Двадцать первого, в последнюю предвоенную субботу, у Яковлевой, по обыкновению, собралось несколько литераторов; Марина Ивановна читала там вызволенную у Кваниной "Повесть о Сонечке"; разошлись под утро. Провожая Цветаеву домой, молодой поэт и переводчик Элиз-бар Ананиашвили, восхитившись дивной летней ночью, внезапно подумал и сказал о том, что вдруг грянет война, и как они тогда будут вспоминать тот вечер. Все это он рассказал четверть века спустя Яковлевой, что она и записала; он и теперь помнит и ту ночь, и свои слова…[142]
* * *
Сначала Цветаева попыталась работать. Запись от 27 июня:
"Попробуем последнего Гарсиа Лорка".
Но в тетради больше ничего нет.
…По-видимому, общалась с Эренбургом. 29 июня он записал: "Марина о квартире и стихах". Неизвестно, был ли то разговор по телефону или встреча. "О квартире" — скорее всего потому, что Марине Ивановне невыносимо было соседство и она хотела бы переехать. "О стихах" — о ее переводах(?).
* * *
(Шестого июля Сергею Яковлевичу, вместе с его пятью "подельниками", — в списке он стоит первым, — был вынесен приговор: "…подвергнуть высшей мере наказания — расстрелу, с конфискацией всего лично им принадлежащего имущества. Приговор окончательный и обжалованию не подлежит". Приговор приведут в исполнение 16 октября 1941 г. в Москве.)
* * *
Седьмого июля, отмечая военные сводки, Эренбург вновь записал: "Цветаева". Может быть, в связи с тем, что накануне в эвакуацию в Татарию по Каме отбыл первый эшелон Союза писателей и Марине Ивановне пришла мысль об эвакуации? Хотя в то же время она была озабочена поисками новой комнаты (нелады с соседями) и чуть ли не собиралась переехать в одну из двухкомнатных квартир Пастернака — сам он жил в Переделкине. Редактор 3. Кульманова вспоминает такие слова Цветаевой: "Борис Пастернак мог бы пригласить нас к себе на время на дачу".
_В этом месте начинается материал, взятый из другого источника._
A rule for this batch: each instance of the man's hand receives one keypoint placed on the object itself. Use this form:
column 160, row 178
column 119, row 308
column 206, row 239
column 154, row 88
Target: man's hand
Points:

По-видимому, Марина Ивановна затем раздумала ехать в квартиру Пастернака, и внезапно приняла другое решение: уехать прочь, хотя бы ненадолго, не видеть Москвы в преддверии паники, с ее заклеенными полосами бумаги окнами, мешками с песком, наконец — от ужасного зрелища уходивших на войну отрядов.
"Господи! — и для чего стольким простреливать грудь?" — вырвалось у нее ровно двадцать пять лет назад в Александрове ("Белое солнце и низкие, низкие тучи…") А пятнадцать лет назад, когда родился сын:
"Мальчиков нужно баловать, — им, может быть, на войну придется".
Она металась, она была в панике; второстепенное смешивалось с насущным, но все поглощала явная, стремительно приближавшаяся опасность, из которой не было выхода. Впереди маячил лишь тупик.